La garde à vue se prolonge pour le roi des ports francs

Justice Interpellé à Monaco, Yves Bouvier a été confronté vendredi à Dmitri Rybolovlev

La mésaventure monégasque d’Yves Bouvier s’est poursuivie vendredi. La garde à vue du patron du groupe Natural Le Coultre, entrepreneur genevois actif dans les ports francs et sur le marché de l’art, a été prolongée une nouvelle fois et ce pour une durée de 48 heures.
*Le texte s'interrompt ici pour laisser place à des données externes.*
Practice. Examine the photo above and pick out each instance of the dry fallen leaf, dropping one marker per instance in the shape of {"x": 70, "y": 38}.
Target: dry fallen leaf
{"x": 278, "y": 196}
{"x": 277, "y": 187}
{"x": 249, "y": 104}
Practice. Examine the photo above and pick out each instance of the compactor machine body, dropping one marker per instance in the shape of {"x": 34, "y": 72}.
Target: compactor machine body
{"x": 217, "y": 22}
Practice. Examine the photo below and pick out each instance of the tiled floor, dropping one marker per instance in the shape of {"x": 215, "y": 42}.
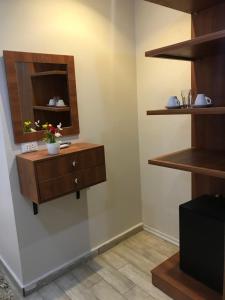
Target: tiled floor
{"x": 120, "y": 273}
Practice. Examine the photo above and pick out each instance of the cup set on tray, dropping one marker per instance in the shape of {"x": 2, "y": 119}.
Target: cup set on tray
{"x": 201, "y": 101}
{"x": 56, "y": 101}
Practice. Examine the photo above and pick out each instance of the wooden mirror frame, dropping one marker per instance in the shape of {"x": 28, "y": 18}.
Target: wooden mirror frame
{"x": 13, "y": 57}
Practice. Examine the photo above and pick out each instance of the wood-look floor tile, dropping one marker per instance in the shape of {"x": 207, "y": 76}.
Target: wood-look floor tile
{"x": 153, "y": 242}
{"x": 104, "y": 291}
{"x": 34, "y": 296}
{"x": 137, "y": 294}
{"x": 113, "y": 259}
{"x": 134, "y": 258}
{"x": 53, "y": 292}
{"x": 73, "y": 289}
{"x": 143, "y": 280}
{"x": 111, "y": 275}
{"x": 148, "y": 252}
{"x": 86, "y": 276}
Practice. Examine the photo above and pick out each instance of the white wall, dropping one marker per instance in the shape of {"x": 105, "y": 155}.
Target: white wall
{"x": 100, "y": 35}
{"x": 162, "y": 189}
{"x": 9, "y": 250}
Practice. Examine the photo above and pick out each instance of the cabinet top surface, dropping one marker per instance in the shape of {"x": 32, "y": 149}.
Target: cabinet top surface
{"x": 43, "y": 154}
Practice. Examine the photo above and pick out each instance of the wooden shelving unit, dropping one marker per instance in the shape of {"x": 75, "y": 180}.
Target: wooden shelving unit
{"x": 205, "y": 162}
{"x": 48, "y": 73}
{"x": 188, "y": 111}
{"x": 206, "y": 157}
{"x": 189, "y": 6}
{"x": 197, "y": 48}
{"x": 53, "y": 109}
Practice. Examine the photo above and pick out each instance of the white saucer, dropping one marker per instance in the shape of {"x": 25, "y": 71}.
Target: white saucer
{"x": 173, "y": 107}
{"x": 202, "y": 106}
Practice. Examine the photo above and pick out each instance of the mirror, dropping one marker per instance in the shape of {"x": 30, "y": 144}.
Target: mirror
{"x": 41, "y": 89}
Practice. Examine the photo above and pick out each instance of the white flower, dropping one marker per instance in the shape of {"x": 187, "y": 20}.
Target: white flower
{"x": 37, "y": 124}
{"x": 57, "y": 134}
{"x": 59, "y": 126}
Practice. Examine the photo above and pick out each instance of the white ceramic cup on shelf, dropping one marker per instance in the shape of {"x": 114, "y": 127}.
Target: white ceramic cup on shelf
{"x": 202, "y": 100}
{"x": 60, "y": 102}
{"x": 173, "y": 102}
{"x": 52, "y": 102}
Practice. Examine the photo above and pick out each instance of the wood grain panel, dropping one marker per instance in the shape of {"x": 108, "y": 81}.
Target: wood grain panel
{"x": 189, "y": 6}
{"x": 169, "y": 278}
{"x": 42, "y": 91}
Une Suissesse, résidente de la Principauté, qui aurait servi d’intermédiaire dans les transactions litigieuses portant sur des toiles de maîtres acquises par le milliardaire russe Dmitri Rybolovlev, pourra elle aussi être retenue jusqu’à dimanche matin. Son mari a par contre regagné son domicile jeudi soir.
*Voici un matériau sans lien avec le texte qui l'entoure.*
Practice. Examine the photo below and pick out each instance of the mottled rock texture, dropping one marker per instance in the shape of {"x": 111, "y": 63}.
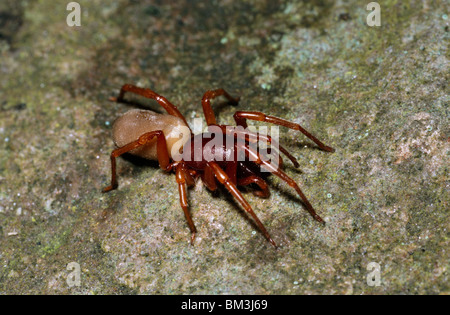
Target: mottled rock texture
{"x": 379, "y": 95}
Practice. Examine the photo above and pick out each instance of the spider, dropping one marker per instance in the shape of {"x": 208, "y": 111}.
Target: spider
{"x": 153, "y": 136}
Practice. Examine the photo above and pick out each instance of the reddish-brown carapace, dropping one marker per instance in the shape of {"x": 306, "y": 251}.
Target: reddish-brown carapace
{"x": 155, "y": 136}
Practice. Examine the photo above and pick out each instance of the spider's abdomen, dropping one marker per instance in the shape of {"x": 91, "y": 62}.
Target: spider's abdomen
{"x": 136, "y": 122}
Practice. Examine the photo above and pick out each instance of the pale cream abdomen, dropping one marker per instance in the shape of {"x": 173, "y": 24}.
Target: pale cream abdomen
{"x": 136, "y": 122}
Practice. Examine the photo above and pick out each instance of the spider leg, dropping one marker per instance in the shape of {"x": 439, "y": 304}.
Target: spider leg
{"x": 163, "y": 154}
{"x": 241, "y": 120}
{"x": 225, "y": 180}
{"x": 254, "y": 137}
{"x": 206, "y": 104}
{"x": 278, "y": 172}
{"x": 168, "y": 106}
{"x": 182, "y": 179}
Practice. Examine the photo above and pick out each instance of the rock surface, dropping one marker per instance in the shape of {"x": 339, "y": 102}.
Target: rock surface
{"x": 379, "y": 95}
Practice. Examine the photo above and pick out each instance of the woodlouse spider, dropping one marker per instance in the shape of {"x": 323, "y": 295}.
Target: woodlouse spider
{"x": 153, "y": 136}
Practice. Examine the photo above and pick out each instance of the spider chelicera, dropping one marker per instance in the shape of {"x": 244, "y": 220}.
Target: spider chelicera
{"x": 154, "y": 136}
L’enquête lancée contre Yves Bouvier, soupçonné d’avoir gonflé les prix des œuvres ou augmenté sa part de commission, a suscité stupeur et incrédulité chez nombre d’observateurs. La justice monégasque, pas vraiment connue pour sa curiosité dans les affaires financières, serait-elle tentée de faire du zèle en faveur de Dmitri Rybolovlev, le président de l’AS Monaco et personnage important du Rocher?
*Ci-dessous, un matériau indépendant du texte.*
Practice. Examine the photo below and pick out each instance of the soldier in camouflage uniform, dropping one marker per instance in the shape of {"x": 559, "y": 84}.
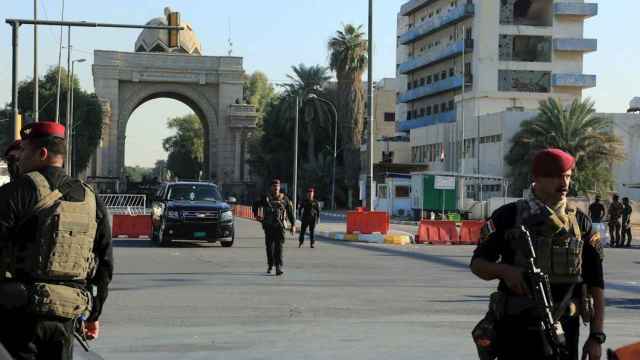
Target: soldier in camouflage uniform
{"x": 276, "y": 211}
{"x": 56, "y": 261}
{"x": 566, "y": 249}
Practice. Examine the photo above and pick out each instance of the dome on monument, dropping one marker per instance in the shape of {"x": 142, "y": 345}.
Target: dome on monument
{"x": 157, "y": 40}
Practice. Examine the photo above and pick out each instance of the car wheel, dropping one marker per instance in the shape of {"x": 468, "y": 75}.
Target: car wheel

Selon une source bien informée, une confrontation entre Yves Bouvier et l’oligarque a été organisée vendredi après-midi par le juge d’instruction en charge du dossier. Dmitri Rybolovlev serait intervenu à cette occasion en qualité de témoin et spécialiste en œuvres d’art. La plainte ayant apparemment été déposée au nom du trust qui détient les toiles de Picasso, Modigliani, Gauguin, Degas ou encore Léonard de Vinci, dont les prix auraient été surfacturés.

Ex-épouse intéressée

Il y a quelqu’un que cette procédure intéresse beaucoup. C’est l’ex-épouse de Dmitri Rybolovlev, Elena, dont le divorce en cours à Genève comporte des enjeux financiers démesurés. «Ces tableaux ont manifestement été acquis du temps où le couple vivait ensemble. Si les coûts ont effectivement été manipulés, la créance est forcément commune», relève Marc Bonnant, l’avocat de Madame.

Défendu par Mes Luc Brossollet et Charles Lecuyer, Yves Bouvier conteste énergiquement toute responsabilité et toute manœuvre inavouable dans le cadre de ces ventes. Non sans remettre en cause «l’évaluation unilatérale et hautement contestable» de ces œuvres qui est proposée aujourd’hui par Dmitri Rybolovlev.